I suspect the Pacific Basin was the original one place where all the waters of the seas we know today as existing at, back then on day 3, but even if it is not true per my suspicion, the word of God testified that all the water hence the seas as we know it today was all in one place.

And so the earth as we know it today was formless and void meaning it did not exists at all on day one.

You can't call something Seas when all the waters was in one place.
 
Were you there or any human being there that first day? So the reference to the earth is for the readers looking at how we see the earth now thus knowing the earth did not exists then, on day one.

There is another example of that in how all the seas was in one place when the dry land appeared.

Genesis 1:9 And God said, Let the waters under the heaven be gathered together unto one place, and let the dry land appear: and it was so.

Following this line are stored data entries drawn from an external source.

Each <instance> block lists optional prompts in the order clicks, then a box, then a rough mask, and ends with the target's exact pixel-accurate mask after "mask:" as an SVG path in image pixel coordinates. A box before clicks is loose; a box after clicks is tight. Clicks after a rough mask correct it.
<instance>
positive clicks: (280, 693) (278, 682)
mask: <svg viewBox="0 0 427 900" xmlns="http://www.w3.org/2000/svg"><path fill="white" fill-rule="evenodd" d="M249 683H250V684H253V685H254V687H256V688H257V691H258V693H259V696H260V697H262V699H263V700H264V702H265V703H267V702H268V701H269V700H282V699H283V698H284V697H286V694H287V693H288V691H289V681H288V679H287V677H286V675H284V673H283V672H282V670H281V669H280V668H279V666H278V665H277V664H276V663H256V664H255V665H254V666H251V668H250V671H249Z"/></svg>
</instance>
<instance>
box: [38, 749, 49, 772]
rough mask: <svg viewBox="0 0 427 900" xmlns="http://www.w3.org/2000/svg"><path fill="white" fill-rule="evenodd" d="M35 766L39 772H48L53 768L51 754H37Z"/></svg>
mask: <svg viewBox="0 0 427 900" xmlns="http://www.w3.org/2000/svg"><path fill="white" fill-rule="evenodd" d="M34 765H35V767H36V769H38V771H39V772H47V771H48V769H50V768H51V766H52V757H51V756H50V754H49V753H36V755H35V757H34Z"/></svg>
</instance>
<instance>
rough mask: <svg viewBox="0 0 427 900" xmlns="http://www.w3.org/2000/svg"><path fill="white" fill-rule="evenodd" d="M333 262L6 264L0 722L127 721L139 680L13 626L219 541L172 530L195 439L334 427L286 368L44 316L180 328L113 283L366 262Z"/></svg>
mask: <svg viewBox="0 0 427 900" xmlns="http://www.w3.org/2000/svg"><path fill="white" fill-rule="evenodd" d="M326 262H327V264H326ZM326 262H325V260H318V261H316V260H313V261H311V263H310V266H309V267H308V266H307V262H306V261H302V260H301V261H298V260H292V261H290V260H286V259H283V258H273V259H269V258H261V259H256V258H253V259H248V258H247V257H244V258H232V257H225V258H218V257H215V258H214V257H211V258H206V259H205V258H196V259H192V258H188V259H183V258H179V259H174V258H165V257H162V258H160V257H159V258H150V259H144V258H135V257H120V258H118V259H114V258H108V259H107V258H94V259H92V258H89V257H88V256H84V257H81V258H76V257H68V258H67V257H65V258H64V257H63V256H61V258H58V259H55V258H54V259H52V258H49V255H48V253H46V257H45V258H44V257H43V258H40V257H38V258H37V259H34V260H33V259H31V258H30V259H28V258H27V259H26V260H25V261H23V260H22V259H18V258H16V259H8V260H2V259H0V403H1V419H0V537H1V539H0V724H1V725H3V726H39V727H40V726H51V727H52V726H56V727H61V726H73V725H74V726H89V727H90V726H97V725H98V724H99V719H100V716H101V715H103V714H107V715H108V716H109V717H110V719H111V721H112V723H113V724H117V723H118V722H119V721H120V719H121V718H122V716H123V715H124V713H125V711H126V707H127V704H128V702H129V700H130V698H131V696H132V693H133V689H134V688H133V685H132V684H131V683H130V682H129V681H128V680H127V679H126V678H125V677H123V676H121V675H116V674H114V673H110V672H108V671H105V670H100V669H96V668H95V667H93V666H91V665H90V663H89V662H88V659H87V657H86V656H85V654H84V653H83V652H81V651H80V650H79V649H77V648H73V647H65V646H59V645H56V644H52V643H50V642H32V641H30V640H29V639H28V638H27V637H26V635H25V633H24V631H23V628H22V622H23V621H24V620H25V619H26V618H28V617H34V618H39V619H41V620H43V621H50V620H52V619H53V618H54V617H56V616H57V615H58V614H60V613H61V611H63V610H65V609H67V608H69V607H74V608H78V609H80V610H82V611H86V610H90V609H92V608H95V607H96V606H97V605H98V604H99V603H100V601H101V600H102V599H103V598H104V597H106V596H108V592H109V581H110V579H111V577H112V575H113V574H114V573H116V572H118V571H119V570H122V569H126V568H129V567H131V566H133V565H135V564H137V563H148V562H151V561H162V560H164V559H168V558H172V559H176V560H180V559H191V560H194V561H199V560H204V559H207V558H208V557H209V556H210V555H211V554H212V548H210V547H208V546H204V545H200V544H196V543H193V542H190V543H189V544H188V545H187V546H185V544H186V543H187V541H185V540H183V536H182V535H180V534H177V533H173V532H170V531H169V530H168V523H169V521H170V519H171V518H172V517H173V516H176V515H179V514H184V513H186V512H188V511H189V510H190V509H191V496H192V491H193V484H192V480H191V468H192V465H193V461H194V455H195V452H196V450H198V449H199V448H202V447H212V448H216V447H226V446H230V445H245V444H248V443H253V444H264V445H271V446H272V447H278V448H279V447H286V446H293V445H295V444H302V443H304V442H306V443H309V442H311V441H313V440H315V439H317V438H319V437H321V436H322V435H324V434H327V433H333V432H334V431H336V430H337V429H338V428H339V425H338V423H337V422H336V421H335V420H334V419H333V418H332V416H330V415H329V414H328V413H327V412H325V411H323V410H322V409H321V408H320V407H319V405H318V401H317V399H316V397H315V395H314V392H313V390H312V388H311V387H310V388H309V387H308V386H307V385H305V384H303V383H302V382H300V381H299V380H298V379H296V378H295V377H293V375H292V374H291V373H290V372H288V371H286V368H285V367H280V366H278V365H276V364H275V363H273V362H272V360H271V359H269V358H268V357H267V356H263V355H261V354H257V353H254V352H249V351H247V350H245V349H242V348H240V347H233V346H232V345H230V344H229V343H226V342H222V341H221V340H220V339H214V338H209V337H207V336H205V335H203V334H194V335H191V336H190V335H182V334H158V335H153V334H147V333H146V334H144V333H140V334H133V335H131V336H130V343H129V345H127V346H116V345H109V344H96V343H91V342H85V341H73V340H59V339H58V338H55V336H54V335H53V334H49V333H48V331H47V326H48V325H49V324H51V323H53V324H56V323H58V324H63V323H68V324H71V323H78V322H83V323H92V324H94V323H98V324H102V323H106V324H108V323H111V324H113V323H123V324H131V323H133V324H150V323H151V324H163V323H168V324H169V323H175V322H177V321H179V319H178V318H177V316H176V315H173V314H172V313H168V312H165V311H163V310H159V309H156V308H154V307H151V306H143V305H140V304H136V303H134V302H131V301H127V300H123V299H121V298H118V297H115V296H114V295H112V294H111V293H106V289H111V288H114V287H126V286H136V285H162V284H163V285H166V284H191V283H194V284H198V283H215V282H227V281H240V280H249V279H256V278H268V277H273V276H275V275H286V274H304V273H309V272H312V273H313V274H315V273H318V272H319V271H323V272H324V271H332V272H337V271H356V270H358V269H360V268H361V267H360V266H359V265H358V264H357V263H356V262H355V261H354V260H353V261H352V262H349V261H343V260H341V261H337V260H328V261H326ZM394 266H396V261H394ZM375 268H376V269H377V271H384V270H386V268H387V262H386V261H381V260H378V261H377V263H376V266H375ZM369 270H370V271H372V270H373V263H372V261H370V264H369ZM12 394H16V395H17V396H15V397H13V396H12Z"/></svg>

10 And God called the dry land Earth; and the gathering together of the waters called he Seas: and God saw that it was good.

I suspect the Pacific Basin was the original one place where all the waters of the seas we know today as existing at, back then on day 3, but even if it is not true per my suspicion, the word of God testified that all the water hence the seas as we know it today was all in one place.

And so the earth as we know it today was formless and void meaning it did not exists at all on day one.
If scripture reads, the earth was without form. Then there was an earth. It was the earth, without form
 
I'm not saying it was not ordinary light (whatever that is). But what you assume to be ordinary may well be extraordinary, but to us, the usual. I think we tend to attribute more substance to human understanding than is warranted.

Does light have to proceed from a "natural" source, in order to be ordinary light? Why?
I agree....se post 51
 
If scripture reads, the earth was without form. Then there was an earth. It was the earth, without form
Does it have to be a pre-Adamic earth...or could it be the first stage of creating earth?